The effects of introducing quantum fluctuations into spin system with finite entropy in the zero temperature limit are explored using neutron scattering experiments in the single layer and the bi-layer triangular lattice antiferromagnets K2Co(SeO3)2 and K2Co2(SeO3)3. The magnetism of both these is based on effective spin-1/2 3d7 Co2+ ions with easy-axis antiferromagnetic super-exchange interactions mediated by the selenite polyanion [SeO3]-2.

By probing the distinct static and dynamic spin correlations in K2Co(SeO3)2 versus field and temperature we provide evidence for two super-solid phases of bosons with repulsive nearest neighbour interactions on the triangular lattice. There is a field driven transition to a collinear 1/3 magnetization plateau phase wherein the magnetic excitations take the form of coherent spin waves from which we determine the Hamiltonian. A second super-solid phase is found through pulsed field magnetization measurements near the upper critical field.

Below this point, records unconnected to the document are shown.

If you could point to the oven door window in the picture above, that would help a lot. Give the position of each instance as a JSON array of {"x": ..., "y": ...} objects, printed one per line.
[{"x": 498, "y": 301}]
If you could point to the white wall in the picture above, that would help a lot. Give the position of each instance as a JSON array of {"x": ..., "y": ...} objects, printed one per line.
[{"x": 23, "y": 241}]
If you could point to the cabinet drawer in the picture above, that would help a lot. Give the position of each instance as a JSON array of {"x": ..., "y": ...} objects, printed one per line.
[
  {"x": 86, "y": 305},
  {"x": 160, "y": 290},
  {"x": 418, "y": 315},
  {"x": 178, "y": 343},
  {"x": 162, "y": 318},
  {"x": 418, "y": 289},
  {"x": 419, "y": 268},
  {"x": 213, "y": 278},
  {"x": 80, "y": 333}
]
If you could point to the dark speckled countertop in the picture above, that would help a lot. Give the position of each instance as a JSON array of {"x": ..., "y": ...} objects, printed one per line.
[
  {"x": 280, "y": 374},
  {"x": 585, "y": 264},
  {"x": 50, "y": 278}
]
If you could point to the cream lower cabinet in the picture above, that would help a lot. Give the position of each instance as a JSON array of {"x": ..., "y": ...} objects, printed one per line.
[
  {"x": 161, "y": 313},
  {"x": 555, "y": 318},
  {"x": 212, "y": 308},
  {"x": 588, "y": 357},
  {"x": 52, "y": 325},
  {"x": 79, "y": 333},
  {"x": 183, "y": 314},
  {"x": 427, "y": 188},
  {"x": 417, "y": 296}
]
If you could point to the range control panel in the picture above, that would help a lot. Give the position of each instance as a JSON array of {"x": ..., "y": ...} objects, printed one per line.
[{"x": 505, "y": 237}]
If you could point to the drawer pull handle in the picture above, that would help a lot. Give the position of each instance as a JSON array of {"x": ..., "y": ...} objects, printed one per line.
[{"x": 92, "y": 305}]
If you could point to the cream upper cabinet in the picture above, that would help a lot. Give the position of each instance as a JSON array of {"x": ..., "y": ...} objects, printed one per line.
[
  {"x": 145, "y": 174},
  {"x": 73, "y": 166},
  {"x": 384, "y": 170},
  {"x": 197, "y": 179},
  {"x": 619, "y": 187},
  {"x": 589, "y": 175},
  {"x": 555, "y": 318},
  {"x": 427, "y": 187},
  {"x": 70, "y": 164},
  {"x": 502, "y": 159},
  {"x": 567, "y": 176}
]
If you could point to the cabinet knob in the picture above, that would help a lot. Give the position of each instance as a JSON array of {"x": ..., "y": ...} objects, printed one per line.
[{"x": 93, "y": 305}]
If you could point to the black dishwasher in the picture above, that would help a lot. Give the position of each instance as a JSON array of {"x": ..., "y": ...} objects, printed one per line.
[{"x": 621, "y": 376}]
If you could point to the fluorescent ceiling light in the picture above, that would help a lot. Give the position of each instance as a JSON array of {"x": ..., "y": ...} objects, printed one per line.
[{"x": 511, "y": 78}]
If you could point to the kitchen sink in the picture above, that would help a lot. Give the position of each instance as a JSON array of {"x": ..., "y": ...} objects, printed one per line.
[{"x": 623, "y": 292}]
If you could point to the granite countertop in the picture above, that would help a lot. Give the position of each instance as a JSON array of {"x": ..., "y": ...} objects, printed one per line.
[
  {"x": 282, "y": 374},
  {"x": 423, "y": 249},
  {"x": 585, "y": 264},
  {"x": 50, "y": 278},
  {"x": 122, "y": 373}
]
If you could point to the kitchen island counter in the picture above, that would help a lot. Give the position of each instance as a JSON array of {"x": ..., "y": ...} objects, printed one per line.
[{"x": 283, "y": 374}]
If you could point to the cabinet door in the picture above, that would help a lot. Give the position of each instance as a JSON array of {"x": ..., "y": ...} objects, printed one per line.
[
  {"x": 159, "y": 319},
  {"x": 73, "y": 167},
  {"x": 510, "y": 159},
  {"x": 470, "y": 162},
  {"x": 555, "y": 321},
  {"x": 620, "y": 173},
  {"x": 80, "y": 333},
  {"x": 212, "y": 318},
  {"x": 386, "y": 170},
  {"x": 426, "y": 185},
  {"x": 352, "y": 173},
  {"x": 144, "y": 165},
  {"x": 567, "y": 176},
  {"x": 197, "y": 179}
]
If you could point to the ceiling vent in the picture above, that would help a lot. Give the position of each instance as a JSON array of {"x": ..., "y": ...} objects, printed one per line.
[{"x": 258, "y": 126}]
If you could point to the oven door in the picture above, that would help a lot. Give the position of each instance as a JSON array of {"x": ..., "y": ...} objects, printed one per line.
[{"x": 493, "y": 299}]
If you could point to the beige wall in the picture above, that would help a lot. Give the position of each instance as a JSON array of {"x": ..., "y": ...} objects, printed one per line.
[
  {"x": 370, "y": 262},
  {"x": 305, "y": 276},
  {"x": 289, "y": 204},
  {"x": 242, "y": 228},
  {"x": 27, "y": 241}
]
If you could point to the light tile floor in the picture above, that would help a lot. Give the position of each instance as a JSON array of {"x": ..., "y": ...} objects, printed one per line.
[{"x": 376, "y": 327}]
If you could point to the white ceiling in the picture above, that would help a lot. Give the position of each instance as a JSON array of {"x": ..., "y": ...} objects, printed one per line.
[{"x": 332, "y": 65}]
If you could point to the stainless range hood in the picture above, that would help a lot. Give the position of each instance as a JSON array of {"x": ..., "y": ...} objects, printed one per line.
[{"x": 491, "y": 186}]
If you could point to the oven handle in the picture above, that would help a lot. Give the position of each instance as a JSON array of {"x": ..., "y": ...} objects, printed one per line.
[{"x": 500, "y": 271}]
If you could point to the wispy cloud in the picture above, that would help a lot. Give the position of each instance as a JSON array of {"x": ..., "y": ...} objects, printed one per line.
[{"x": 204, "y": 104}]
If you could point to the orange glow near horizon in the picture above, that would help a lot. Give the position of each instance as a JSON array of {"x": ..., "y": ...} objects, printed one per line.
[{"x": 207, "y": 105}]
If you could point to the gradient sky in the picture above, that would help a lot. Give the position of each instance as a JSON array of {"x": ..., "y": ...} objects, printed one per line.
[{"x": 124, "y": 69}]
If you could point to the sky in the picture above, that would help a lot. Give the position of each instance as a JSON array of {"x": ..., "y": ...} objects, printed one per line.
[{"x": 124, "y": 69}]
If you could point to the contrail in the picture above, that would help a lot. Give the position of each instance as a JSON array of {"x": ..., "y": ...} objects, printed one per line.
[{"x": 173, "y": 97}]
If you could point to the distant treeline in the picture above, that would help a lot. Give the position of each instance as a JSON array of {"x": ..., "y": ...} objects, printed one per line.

The bi-layer system K2Co2(SeO3)3 has five magnetization plateau phases. In zero field we find a near equidistant spectrum of non-dispersive modes from which we
obtain the dominant exchange interactions. Quasi-long-range √3 × √3 order develops at low temperatures though with a gapless excitation spectrum indicative of rotational symmetry breaking. We associate the abrupt decoupling of the Co nuclear spin system from the electronic spin system in the 1/3 magnetization plateau phase with the opening of a gap in the magnetic excitation spectrum, which is also apparent from inelastic neutron scattering.